The Clarity Act currently stands with few predecessors.

According to public statements from Representative French Hill's office, over 40 crypto and blockchain-related bills were introduced in the 116th Congress (2019-2020) alone. The final passage rate for these bills was zero. In the 118th Congress (2023-2024), FIT21 appeared and passed the House in May 2024. This was the first crypto market structure bill to pass a full House vote, but it also died in the Senate.

On July 18, 2025, Trump signed the GENIUS Act, establishing law for payment stablecoins. This was the first, and so far the only, crypto-related federal bill signed into law in 6 years. On July 17 of the same year, the House passed the Clarity Act by a vote of 294 to 134. Theoretically, the Clarity Act is now in the same position FIT21 was: passed by the House, awaiting a Senate vote.
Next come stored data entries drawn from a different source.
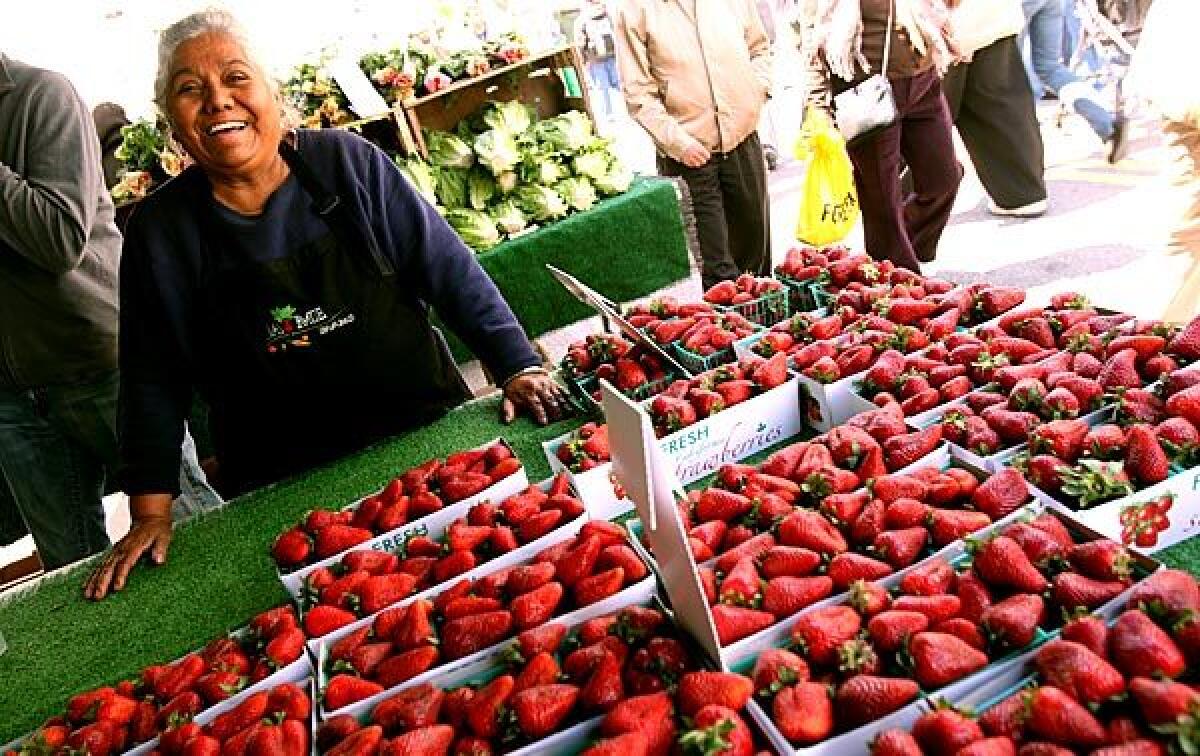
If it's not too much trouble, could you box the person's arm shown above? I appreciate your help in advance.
[745,0,774,95]
[86,223,190,599]
[611,2,704,163]
[0,69,102,275]
[797,0,834,113]
[365,141,566,422]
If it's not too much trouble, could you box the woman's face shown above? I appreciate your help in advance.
[165,32,281,179]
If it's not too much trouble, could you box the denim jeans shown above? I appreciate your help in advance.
[588,58,620,119]
[1022,0,1114,139]
[0,370,222,569]
[1062,0,1102,78]
[0,371,118,568]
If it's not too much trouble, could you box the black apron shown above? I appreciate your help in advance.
[192,141,470,495]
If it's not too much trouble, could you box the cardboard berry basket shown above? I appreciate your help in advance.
[276,438,528,590]
[736,505,1158,756]
[540,437,633,522]
[301,483,593,653]
[715,286,791,328]
[318,582,658,724]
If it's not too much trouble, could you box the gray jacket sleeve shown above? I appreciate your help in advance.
[0,69,102,275]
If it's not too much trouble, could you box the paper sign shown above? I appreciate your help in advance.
[600,380,724,666]
[546,264,691,377]
[328,56,391,119]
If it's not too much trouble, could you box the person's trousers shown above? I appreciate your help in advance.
[658,132,772,289]
[0,371,117,568]
[943,36,1048,210]
[587,58,620,119]
[845,70,962,272]
[1022,0,1114,140]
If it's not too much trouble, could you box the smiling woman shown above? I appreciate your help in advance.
[84,9,570,601]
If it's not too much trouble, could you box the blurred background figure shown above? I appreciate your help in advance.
[575,0,621,122]
[944,0,1048,217]
[1125,0,1200,321]
[1020,0,1126,160]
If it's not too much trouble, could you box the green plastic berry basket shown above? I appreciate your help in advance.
[715,286,790,327]
[773,272,826,314]
[567,371,682,416]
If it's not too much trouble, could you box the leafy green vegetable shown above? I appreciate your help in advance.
[534,111,593,153]
[481,100,534,136]
[491,200,528,235]
[445,209,501,250]
[495,171,519,194]
[571,150,610,182]
[594,162,634,196]
[473,129,521,176]
[114,120,168,173]
[467,168,496,211]
[397,157,439,207]
[425,130,475,169]
[520,151,566,186]
[555,177,598,212]
[434,166,469,209]
[515,185,569,221]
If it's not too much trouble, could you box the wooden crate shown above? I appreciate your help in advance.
[398,45,594,159]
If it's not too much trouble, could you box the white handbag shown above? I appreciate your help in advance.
[950,0,1026,56]
[833,0,899,145]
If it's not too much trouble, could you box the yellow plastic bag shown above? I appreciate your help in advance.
[793,108,859,246]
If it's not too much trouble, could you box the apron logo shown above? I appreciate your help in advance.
[267,304,356,352]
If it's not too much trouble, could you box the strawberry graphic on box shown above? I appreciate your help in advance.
[271,305,298,335]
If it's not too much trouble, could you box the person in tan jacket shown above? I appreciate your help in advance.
[613,0,773,289]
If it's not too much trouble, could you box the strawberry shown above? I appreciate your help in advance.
[980,406,1040,443]
[778,510,847,554]
[1108,609,1187,679]
[1127,569,1200,619]
[580,733,650,756]
[714,533,776,574]
[374,646,440,689]
[385,725,454,754]
[973,536,1048,593]
[511,683,580,739]
[580,650,623,710]
[323,674,384,712]
[762,575,834,618]
[872,527,927,568]
[835,676,919,727]
[1099,349,1143,389]
[982,593,1045,649]
[599,544,647,582]
[791,606,862,666]
[900,557,955,596]
[964,416,1002,455]
[272,528,312,567]
[511,581,564,631]
[1060,615,1108,656]
[355,573,418,615]
[1025,686,1107,747]
[892,594,962,624]
[315,525,374,559]
[575,567,625,606]
[465,675,515,739]
[883,426,943,471]
[371,683,444,732]
[927,509,992,547]
[759,546,821,579]
[304,605,357,637]
[827,552,894,588]
[711,604,775,644]
[1034,640,1125,704]
[679,705,754,756]
[1129,676,1200,725]
[1125,424,1170,486]
[752,648,810,693]
[695,489,753,523]
[1052,572,1127,610]
[774,683,834,745]
[912,707,984,756]
[442,611,514,660]
[873,730,923,756]
[675,671,753,718]
[1069,539,1131,581]
[324,725,383,756]
[909,631,989,689]
[1030,419,1089,461]
[506,563,557,596]
[867,610,929,653]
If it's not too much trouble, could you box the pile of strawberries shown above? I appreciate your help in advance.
[561,334,673,397]
[647,353,789,436]
[774,243,854,284]
[157,682,309,756]
[8,606,306,756]
[317,605,762,756]
[554,422,611,473]
[703,274,785,308]
[685,457,1028,646]
[797,325,935,386]
[870,569,1200,756]
[272,443,522,570]
[318,521,650,712]
[299,474,583,623]
[755,510,1139,747]
[748,311,846,359]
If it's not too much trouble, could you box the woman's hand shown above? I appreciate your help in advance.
[85,494,174,600]
[501,369,570,425]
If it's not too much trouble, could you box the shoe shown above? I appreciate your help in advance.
[987,198,1048,218]
[1108,80,1131,164]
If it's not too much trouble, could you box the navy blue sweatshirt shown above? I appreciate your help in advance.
[118,129,539,495]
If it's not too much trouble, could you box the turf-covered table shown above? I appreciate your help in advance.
[1,394,1199,740]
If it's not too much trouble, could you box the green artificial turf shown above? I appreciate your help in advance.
[444,176,693,362]
[0,396,578,742]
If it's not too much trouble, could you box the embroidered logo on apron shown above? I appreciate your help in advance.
[266,304,356,352]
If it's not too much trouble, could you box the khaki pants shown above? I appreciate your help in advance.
[1162,120,1200,322]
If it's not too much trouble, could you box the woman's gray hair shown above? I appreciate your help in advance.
[153,8,269,115]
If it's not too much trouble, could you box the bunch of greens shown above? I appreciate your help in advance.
[408,105,633,251]
[281,62,353,128]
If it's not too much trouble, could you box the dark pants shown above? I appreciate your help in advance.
[845,69,961,271]
[0,371,117,568]
[658,132,772,289]
[943,36,1047,210]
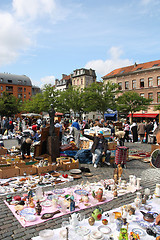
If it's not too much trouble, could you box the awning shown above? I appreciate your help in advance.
[104,113,116,117]
[127,113,158,118]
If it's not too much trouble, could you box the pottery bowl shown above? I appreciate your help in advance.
[113,212,122,219]
[39,229,54,240]
[144,205,152,211]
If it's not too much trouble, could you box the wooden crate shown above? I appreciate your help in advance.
[0,166,19,179]
[62,160,79,171]
[36,164,52,174]
[19,165,37,176]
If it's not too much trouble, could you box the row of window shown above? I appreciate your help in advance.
[0,78,27,84]
[0,92,27,98]
[0,86,30,93]
[140,92,160,103]
[118,76,160,90]
[73,79,83,85]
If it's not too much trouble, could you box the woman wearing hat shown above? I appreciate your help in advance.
[21,138,32,160]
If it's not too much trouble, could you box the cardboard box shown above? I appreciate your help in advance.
[38,154,52,163]
[36,164,52,174]
[0,166,20,179]
[108,142,117,150]
[51,164,57,171]
[0,148,8,155]
[62,160,79,171]
[19,165,37,176]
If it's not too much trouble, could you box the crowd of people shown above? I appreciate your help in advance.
[0,116,159,165]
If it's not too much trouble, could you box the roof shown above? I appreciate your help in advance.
[0,73,32,86]
[102,60,160,79]
[63,75,71,80]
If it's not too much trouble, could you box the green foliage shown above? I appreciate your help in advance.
[83,81,119,115]
[117,91,152,115]
[0,92,20,117]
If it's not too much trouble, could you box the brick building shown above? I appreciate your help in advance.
[102,60,160,119]
[0,73,35,101]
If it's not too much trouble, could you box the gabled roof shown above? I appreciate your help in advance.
[102,60,160,79]
[63,74,71,80]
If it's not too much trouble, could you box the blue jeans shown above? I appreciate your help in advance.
[94,149,111,165]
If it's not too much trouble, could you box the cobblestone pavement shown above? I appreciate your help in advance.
[0,142,160,240]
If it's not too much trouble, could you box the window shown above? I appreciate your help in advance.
[8,80,12,83]
[18,94,22,98]
[140,78,144,88]
[24,94,26,98]
[118,82,122,90]
[1,93,3,96]
[74,80,75,85]
[1,86,3,90]
[81,78,83,85]
[158,92,160,103]
[157,77,160,86]
[24,88,26,92]
[120,70,125,74]
[148,93,153,101]
[0,78,3,82]
[152,64,159,67]
[77,79,79,85]
[125,81,129,89]
[6,86,13,91]
[18,80,22,83]
[132,80,136,89]
[81,69,84,74]
[137,67,142,70]
[140,93,144,98]
[148,77,153,87]
[77,70,79,75]
[18,87,22,92]
[29,92,30,95]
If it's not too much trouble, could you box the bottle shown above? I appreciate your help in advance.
[134,192,142,209]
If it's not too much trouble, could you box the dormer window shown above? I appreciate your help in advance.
[8,80,12,83]
[152,64,159,67]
The difference lies in the political environment. During the FIT21 era, Democrats controlled the White House, and there was no top-level impetus for crypto legislation. Now, the Trump administration is pushing it publicly. However, the compromise version of the ethics clause was rejected by the White House, and key Democratic senators remain unconvinced. If the window is missed before the first week of August, the Senate will be on recess until September 14th. Considering the November 3rd midterm elections, whether it can be signed into law in 2026 is no longer entirely within the "White House's wishes" to decide.

Historically, out of 50+ bills over 6 years, only one has been signed into law. Whether the Clarity Act will be the second will be decided in the next two months.